By way of illustration, and to make perfectly clear that the 14a-8(i)(9) exclusion will not be available for the type of proxy access "competing proposal" which was the subject of the original controversy, the staff provides the following examples:

  • Company seeks shareholder approval of a merger, and a shareholder proposals asks shareholders to vote against the merger: Direct conflict and excludable
  • Shareholder proposal seeking separation of the CEO and Chair positions, and a company proposal seeking approval of a bylaw provision requiring the CEO to be the Chair at all times: Direct conflict and excludable
  • Shareholder proposal to permit a shareholder or group of shareholders holding at least 3% of the company’s outstanding stock for at least 3 years to nominate up to 20% of the directors, and management proposal allowing shareholders holding at least 5% of the company’s stock for at least 5 years to nominate up to 10% of the directors: Not a direct conflict and not excludable under 14a-8(i)(9)
  • Company proposal to approve an incentive plan giving the compensation committee the discretion to set the vesting provision for equity awards, and a shareholder proposal asking the compensation committee to implement a policy imposing a minimum four-year annual vesting of all equity awards: Not a direct conflict and not excludable under 14a-8(i)(9)

The staff concedes that the result of this interpretation may be that differing proposals are both approved by shareholders, putting company management in the position of considering the effects of both. There also may be some potential for confusion of the shareholders if such proposals are both presented. This, according to the staff, is not what the rule was intended to address. As a result, company boards will be left to sort that out. The staff also acknowledged that this articulation of the exclusion imposes a higher burden for companies seeking to exclude a proposal, but stated that the new standard was most consistent with the history of the rule.

Application of Rule 14a-8(i)(7) after Trinity Wall Street

Staff Legal Bulletin 14H also addresses the recent Third Circuit Court of Appeals decision in the case of Trinity Wall Street v. Wal-Mart Stores, Inc., 792 F.3d 323 (3d Cir. 2015). In that case, the Third Circuit reversed a lower court ruling that a shareholder proposal could not be excluded by Wal-Mart under the "ordinary business" exclusion because it related to a significant policy issue – here the overall issue of gun safety – which is a long-standing exception to the "ordinary business" exclusion.

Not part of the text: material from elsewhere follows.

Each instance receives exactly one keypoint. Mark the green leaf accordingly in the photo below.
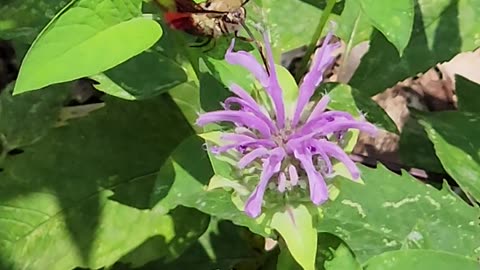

The Third Circuit reversed, holding that Wal-Mart could exclude Trinity’s proposal calling for greater board oversight of Wal-Mart firearm sales, because even if gun safety was an issue of broad social significance, it did not "transcend" the company’s ordinary business. The majority concluded there was a two-part test to the application of the ordinary business rule: first, establish a significant policy issue is raised by the proposal, and second, establish that it transcends the company’s ordinary business by being "divorced from how a company approaches the nitty-gritty of its core business." The concurring judge analyzed the issue using the staff’s traditional approach.

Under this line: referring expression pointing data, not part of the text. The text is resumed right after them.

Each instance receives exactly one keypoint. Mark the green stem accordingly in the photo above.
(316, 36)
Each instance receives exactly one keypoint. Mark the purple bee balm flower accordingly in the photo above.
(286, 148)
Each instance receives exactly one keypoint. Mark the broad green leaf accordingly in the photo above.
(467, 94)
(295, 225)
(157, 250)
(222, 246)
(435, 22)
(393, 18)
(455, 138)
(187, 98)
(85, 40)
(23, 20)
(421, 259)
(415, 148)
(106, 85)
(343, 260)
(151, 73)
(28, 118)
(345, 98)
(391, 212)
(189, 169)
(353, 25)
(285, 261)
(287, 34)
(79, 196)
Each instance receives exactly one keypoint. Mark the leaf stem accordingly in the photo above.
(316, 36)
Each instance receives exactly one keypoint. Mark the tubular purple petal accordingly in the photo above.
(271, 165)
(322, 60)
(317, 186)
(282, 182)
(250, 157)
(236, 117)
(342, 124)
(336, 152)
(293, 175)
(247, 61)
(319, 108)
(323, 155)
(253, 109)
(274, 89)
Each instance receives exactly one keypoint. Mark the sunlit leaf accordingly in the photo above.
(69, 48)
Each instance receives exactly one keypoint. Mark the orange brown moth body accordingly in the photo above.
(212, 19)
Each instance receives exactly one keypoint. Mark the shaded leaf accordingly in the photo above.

The staff used the opportunity provided by the SLB 14H to announce that it will not analyze the significant policy exception to the ordinary business exclusion using the majority’s two-part analysis because of concerns that this would unduly limit the exception. Instead, the staff stated that proposals focused on a significant policy issue would not be excludable as ordinary business regardless of whether they related to the "nitty gritty" of an issuer’s core business.